そして2つ目の理由は、農場の多くが占拠されたこと。オレクサンドルさんの農場や事務所、倉庫の多くはロシア軍によって支配されたエリアにあり、倉庫の穀物やトラックなど90台が盗まれた。被害損失はなんと2億ドル(日本円でおよそ270億円)にのぼるという。

■GPSをたどると盗まれた車両はロシア支配エリアに

盗まれた農業機械やトラックのGPSをたどってみると、クリミア半島のロシアが支配するエリアあたりまで移動し、記録が途切れていることがわかった。他にもロシアが支配する東部のルハンシク州まで移動した車両もあった。盗まれた車のうち数台は今も行方を追うことができるが、ロシアによって占拠された場所にあり簡単には取り戻すことはできない。

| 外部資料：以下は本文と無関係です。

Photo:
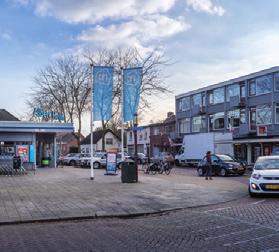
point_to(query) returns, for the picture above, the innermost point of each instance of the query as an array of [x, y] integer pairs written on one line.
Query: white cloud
[[139, 32], [206, 6], [90, 11]]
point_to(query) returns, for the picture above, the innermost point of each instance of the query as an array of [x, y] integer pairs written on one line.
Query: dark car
[[222, 165]]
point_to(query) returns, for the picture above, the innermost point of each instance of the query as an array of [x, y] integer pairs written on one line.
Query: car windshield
[[225, 158], [265, 164]]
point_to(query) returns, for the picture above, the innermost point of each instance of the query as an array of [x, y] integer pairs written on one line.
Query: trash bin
[[45, 162], [129, 172], [16, 162]]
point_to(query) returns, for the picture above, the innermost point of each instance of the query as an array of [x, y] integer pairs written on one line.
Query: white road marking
[[258, 202], [218, 209]]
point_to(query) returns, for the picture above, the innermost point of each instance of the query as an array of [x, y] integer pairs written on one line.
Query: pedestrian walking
[[208, 172]]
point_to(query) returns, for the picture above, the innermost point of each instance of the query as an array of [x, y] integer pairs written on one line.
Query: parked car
[[141, 158], [221, 165], [265, 176], [99, 160], [71, 159]]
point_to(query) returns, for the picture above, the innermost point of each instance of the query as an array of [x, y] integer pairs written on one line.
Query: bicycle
[[149, 168], [165, 166]]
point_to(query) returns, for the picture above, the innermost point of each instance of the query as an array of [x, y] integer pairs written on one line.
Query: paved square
[[68, 193]]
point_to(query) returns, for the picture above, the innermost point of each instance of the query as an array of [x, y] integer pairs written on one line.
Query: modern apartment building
[[247, 106]]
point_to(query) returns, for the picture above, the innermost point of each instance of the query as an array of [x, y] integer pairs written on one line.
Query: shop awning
[[19, 126], [256, 140]]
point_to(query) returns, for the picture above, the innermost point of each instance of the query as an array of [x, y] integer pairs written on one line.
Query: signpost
[[111, 163]]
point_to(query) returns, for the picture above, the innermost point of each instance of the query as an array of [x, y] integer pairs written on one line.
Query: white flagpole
[[91, 123], [122, 114]]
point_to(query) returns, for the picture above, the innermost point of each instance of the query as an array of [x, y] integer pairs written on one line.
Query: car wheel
[[72, 163], [251, 194], [96, 165], [177, 162], [223, 172], [200, 171]]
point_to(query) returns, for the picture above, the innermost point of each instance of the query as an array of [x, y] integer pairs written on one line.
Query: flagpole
[[91, 123], [122, 114]]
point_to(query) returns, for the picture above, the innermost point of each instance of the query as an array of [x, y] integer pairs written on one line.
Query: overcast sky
[[209, 40]]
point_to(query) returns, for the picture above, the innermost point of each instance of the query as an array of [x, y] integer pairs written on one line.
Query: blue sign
[[132, 79], [111, 163], [102, 93], [38, 112], [32, 156]]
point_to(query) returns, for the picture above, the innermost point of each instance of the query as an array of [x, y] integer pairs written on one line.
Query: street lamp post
[[135, 137]]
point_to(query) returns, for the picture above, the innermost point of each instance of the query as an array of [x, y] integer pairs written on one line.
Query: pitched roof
[[6, 116], [97, 135]]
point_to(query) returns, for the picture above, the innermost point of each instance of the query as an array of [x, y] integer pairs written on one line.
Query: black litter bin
[[16, 162], [129, 172]]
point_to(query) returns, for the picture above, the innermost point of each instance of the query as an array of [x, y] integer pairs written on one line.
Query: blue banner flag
[[102, 93], [132, 78]]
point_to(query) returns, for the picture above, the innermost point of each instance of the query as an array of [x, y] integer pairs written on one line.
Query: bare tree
[[153, 81], [63, 86]]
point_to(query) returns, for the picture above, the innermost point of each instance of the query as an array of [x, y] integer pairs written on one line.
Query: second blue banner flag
[[102, 93], [132, 78]]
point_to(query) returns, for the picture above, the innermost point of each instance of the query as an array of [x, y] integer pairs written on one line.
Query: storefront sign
[[23, 152], [47, 114], [111, 163], [261, 130]]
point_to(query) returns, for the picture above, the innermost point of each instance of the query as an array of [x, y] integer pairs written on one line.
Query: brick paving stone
[[69, 191]]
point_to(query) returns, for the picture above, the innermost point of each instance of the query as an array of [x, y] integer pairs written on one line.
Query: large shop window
[[217, 121], [196, 100], [233, 90], [184, 103], [184, 125], [263, 114], [198, 122], [216, 96], [260, 85]]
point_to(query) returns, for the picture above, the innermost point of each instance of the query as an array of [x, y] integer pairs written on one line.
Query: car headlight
[[256, 176]]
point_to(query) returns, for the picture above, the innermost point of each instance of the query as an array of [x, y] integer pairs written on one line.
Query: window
[[196, 100], [184, 126], [145, 135], [156, 131], [216, 96], [260, 85], [276, 84], [236, 117], [277, 113], [184, 104], [233, 118], [263, 114], [242, 89], [233, 90], [198, 122], [252, 119], [109, 141], [252, 87], [216, 121]]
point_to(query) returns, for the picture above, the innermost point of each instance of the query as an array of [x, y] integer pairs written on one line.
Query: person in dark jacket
[[208, 171]]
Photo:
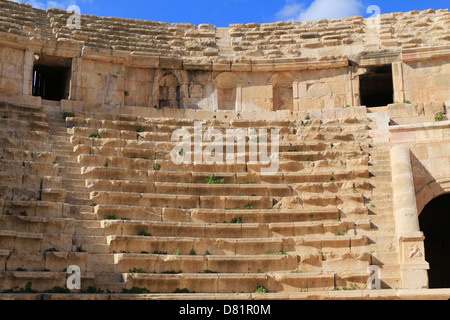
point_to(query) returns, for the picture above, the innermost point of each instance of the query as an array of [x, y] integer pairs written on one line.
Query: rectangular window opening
[[377, 86], [51, 77]]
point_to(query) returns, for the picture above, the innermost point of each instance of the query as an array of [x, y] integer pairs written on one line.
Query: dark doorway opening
[[51, 78], [435, 224], [377, 86]]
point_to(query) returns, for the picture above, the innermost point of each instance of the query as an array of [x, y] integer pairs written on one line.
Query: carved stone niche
[[414, 268]]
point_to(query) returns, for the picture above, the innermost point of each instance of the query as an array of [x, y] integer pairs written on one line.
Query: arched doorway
[[169, 92], [283, 95], [435, 224]]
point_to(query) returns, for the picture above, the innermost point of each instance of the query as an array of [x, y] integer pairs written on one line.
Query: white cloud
[[319, 9]]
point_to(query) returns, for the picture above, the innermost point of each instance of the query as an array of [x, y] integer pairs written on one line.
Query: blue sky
[[221, 13]]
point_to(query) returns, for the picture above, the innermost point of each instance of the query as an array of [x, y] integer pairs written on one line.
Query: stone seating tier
[[307, 227]]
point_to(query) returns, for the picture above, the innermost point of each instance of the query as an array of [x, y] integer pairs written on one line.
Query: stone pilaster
[[410, 239]]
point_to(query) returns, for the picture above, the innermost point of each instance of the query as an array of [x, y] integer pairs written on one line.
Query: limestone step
[[160, 264], [222, 230], [231, 283], [264, 216], [63, 149]]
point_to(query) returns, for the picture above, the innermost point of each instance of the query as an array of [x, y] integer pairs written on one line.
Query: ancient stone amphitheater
[[87, 179]]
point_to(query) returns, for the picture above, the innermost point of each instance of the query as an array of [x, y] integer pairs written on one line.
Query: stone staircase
[[116, 206]]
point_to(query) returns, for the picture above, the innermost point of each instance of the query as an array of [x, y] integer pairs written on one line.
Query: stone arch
[[435, 224], [168, 89], [431, 191], [226, 85], [282, 91]]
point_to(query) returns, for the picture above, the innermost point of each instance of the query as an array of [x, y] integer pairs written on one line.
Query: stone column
[[239, 98], [28, 64], [295, 95], [397, 78], [411, 247]]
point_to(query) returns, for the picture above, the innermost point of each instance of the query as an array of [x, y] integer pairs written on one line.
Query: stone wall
[[11, 70], [294, 66], [429, 145]]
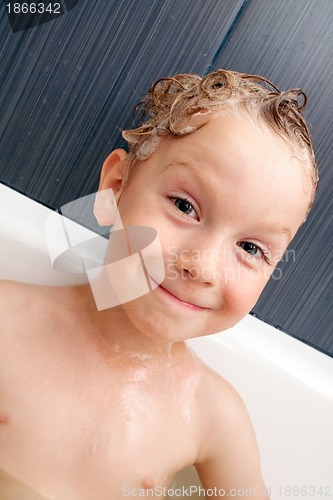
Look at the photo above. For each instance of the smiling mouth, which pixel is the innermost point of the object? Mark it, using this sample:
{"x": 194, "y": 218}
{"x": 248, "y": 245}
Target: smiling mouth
{"x": 180, "y": 302}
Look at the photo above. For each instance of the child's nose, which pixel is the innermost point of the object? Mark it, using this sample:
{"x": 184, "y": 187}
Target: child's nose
{"x": 205, "y": 265}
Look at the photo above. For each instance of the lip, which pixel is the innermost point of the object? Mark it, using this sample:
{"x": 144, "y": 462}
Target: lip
{"x": 182, "y": 303}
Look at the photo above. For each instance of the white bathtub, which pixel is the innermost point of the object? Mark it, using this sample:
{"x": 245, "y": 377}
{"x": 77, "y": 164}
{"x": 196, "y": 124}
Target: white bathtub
{"x": 286, "y": 385}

農場のオーナーは「ロシアは盗んだ車で我々の穀物を海外に転売している」と主張する。

「港が解放されて船での輸出が再開されないと、ウクライナの農業は大惨事となり壊滅する」と訴えるオレクサンドルさん。WFP=国連世界食糧計画は、「侵攻が続けば、4700万人が新たに飢餓に直面」するとしている。穀物輸出再開をめぐる協議で、ロシアとウクライナが合意できるのかが注目される。